The app shows a map of Hong Kong with user updates on, among other things, the location of the police, their water cannons, and safe zones. Apple initially rejected the app because it allows people to evade police, the app’s Twitter account said last week. A few days later, the account tweeted that Apple had reversed course. According to the app data company Sensor Tower, it quickly became the best free app in Hong Kong, and criticism from mainland China began.
Speaking after the Volkskrant editorial board, a Chinese foreign ministry spokesman said that “anyone with a conscience and a sense of justice” should boycott the app.
Charles Mok, a pro-democracy lawmaker in Hong Kong, said on Thursday that he had sent a letter to Mr. Mok. Cook said HKmap helped live people avoid the protests.
Today I wrote to Tim Cook, CEO of Apple, to tell him his company’s decision to remove HKmap live app from Appstore will cause problems for normal Hong Kong’s citizens trying to avoid police presence while they are under constant fear ofpolice brutality. Values over profits, pls! pic.twitter.com/guaBfV8Pnf
— Charles Mok 莫乃光 (@charlesmok) October 10, 2019
“We Hong Kongers will certainly take a close look at whether Apple chooses to maintain its commitment to free speech and other fundamental human rights or become complicit in Chinese censorship and oppression,” he wrote.
In the United States, Senator Josh Hawley, a Republican from Missouri, tweeted that Apple had told him that the app’s initial rejection was a mistake. “It seems that the Chinese censors have heard from them ever since,” he said. “Who really runs Apple? Tim Cook or Beijing?”
Apple assured me last week that their initial decision to ban this app was a mistake. Looks like the Chinese censors have had a word with them since. Who is really running Apple? Tim Cook or Beijing? https://t.co/szA71AWDTo
— Josh Hawley (@HawleyMO) October 10, 2019
Apple has taken other steps that appear to appease the Chinese government. It recently removed the Taiwanese flag emoji from iPhone keyboards in certain areas, including Hong Kong.
On September 30, Apple pulled the app from the news organization Quartz from the App Store in China, Quartz said. The news organization covering the Hong Kong protests said Apple had sent a vague message about deleting its app “because it contains content that is illegal in China.”

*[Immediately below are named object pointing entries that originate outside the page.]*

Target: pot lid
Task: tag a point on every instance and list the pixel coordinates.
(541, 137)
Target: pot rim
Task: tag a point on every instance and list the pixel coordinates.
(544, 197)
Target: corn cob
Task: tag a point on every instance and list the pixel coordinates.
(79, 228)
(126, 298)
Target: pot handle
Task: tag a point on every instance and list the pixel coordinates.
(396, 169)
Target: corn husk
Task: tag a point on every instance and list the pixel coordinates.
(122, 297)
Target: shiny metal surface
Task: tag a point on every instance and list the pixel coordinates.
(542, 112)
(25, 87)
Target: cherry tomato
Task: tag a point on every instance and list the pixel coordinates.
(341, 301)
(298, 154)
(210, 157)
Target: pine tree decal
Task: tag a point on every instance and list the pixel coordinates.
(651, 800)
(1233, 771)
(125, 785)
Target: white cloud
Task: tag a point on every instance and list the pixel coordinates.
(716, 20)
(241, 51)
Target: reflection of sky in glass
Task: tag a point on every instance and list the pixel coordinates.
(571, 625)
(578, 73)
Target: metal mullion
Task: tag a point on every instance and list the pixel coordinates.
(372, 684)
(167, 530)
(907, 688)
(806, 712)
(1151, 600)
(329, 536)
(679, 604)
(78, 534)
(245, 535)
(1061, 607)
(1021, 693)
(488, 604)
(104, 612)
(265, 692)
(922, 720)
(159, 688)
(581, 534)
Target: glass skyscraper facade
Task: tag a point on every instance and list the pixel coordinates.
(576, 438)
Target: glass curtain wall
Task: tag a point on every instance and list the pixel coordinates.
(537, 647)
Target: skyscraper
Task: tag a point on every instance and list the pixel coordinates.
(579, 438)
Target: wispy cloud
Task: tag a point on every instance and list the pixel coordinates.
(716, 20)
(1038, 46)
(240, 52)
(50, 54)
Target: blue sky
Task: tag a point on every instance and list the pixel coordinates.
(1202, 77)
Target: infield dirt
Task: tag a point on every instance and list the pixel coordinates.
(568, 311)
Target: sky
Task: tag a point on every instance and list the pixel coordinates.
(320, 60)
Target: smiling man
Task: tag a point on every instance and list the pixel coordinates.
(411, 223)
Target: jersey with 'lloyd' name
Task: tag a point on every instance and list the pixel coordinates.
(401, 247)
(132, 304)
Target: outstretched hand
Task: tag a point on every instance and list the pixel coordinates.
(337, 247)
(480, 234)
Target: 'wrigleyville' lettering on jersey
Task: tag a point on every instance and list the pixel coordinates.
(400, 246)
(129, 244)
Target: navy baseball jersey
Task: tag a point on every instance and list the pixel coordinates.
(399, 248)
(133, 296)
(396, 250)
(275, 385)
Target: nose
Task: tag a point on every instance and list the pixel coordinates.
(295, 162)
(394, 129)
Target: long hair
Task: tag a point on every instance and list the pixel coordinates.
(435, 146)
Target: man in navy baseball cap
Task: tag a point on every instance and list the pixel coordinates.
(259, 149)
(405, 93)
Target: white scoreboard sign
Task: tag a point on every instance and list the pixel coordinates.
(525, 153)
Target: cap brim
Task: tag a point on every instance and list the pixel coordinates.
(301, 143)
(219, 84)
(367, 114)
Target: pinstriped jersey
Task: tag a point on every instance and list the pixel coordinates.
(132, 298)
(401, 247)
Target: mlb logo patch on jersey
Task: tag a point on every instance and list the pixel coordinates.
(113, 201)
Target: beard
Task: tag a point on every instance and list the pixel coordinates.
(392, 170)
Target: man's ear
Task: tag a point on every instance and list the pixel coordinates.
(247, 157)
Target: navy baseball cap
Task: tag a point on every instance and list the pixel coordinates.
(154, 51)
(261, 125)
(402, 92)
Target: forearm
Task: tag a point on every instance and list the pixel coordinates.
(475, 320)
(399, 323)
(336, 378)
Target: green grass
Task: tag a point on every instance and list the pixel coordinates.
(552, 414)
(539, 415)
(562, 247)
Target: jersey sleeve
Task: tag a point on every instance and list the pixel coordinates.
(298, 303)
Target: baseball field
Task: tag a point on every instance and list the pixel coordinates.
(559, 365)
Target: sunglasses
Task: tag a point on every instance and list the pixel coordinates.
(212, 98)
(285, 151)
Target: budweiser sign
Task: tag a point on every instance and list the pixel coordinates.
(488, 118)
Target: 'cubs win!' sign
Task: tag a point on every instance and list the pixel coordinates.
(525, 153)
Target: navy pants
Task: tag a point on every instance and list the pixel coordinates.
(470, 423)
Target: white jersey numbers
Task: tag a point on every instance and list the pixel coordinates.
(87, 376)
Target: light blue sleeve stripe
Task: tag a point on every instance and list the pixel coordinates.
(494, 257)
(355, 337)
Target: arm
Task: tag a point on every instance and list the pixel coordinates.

Zach Seward, Quartz’s chief executive, said in a statement, “We abhor this kind of government censorship of the Internet and have great coverage of how to circumvent such bans around the world,” and included a link to his articles about software designed to evade censorship.
Apple declined to comment Wednesday on the Quartz app and did not respond to a request regarding the Taiwanese-flagged emoji.
Apple has removed other apps in China that it allows elsewhere, including the New York Times app and some services that allowed Chinese users to bypass government internet restrictions.
As opposed to Google’s largely automated approach to Android apps, Apple has long taken pride in the fact that each app in its App Store has received approval from a member of its staff. At weekly meetings of senior executives, Phil Schiller, an executive who oversees the App Store, discusses apps that raise complex policy issues. That group decided to remove the HKmap.Live App said a person familiar with the decision declined to be named because the process was confidential.
Separately, Google removed a mobile game, The Revolution of Our Times I, that allowed users to play like protesters in Hong Kong. Google said it had taken the app out of the Android app store worldwide because it violated its policy that “prevents developers from taking advantage of sensitive events.”
The developer, who declined to be named, said in an email that they donated 80 percent of the app’s revenues to a group supporting the Hong Kong protests.